Leonardo da Vinci's Last Supper

This piece was done in the monk's dining room at the monastery of Santa Maria delle Grazie. Leonardo decided to experiment with the paints he used and, unfortunately, it caused the painting to crack roughly twenty years after it was completed. This wasn't the only threat to the painting as a bomb was dropped on the monastery in 1943 and it destroyed the roof and the wall to the right of the painting. The painting miraculously survived.

Other paintings of the last supper had been made prior to Leonardo's, but his was vastly different than the others.
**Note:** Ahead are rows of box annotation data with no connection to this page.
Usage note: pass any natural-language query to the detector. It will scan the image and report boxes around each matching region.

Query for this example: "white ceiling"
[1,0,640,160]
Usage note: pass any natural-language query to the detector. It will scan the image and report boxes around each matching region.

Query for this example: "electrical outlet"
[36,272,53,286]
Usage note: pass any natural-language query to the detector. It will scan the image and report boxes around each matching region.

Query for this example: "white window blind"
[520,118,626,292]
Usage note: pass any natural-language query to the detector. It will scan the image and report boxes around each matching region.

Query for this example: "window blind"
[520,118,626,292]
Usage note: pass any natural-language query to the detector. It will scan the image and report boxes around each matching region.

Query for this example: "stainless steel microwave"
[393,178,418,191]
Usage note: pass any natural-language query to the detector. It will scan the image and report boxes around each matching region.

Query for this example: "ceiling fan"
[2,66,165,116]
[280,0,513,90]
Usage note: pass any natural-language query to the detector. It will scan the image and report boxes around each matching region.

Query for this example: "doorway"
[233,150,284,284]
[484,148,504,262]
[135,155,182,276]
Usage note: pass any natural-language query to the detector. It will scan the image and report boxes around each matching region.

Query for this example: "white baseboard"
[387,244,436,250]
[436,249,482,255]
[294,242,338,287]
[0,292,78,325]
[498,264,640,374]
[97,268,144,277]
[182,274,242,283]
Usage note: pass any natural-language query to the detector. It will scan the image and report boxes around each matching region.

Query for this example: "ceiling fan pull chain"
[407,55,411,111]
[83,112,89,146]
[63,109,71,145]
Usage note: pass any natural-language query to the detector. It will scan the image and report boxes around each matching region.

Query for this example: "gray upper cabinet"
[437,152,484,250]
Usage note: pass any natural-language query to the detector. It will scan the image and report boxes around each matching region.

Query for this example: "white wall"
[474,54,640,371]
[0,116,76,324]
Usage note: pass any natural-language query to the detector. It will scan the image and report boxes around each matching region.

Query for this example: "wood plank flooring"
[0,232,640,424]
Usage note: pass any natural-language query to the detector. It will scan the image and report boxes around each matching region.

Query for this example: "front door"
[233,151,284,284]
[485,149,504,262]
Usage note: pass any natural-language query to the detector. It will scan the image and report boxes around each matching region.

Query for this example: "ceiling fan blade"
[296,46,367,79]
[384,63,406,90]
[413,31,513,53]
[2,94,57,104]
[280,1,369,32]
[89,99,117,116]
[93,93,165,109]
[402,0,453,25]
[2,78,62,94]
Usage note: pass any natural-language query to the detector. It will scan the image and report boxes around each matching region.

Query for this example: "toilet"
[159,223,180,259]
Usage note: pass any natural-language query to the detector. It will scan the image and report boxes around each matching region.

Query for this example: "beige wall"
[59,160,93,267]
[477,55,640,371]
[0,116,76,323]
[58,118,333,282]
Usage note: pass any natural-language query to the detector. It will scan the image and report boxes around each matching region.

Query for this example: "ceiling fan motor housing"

In others, each of the 12 apostles were painted as individual figures, but Leonardo decided to paint them in compositional groups of three. This allowed the figure of Christ to be framed in the center of the painting as the only single figure. These groups of three also serve another purpose as they represent the Holy Trinity along with the three rectangular windows in the background.

One of the most distinctive differences between Leonardo's Last Supper and other paintings of the last supper is that Judas is sitting on the same side of the table as everyone else. In other pieces Judas is shown sitting on the opposite side of the table. Leonardo does single Judas out as being the only figure that is moving away from Christ, as all other figures are moving in towards him.

The story of this painting is that Christ has just announced that one of the apostles will betray him. The figures of the apostles are all painted with humanistic reactions to Christ's statement. You can see that the apostles are shocked by his statement and all but one are assuring him that they will not be the betrayer. Only Judas is shown to shy away while clutching his bag of blood money.

Kren, Emil, Marx, Daniel. “Web Gallery of Art”. March 30, 2010

Stokstad, Marilyn. Art History: Fourteenth to Seventeenth Century Art 4. 5 vols.
Upper Saddle River, NJ: Pearson Education, Inc., 2009.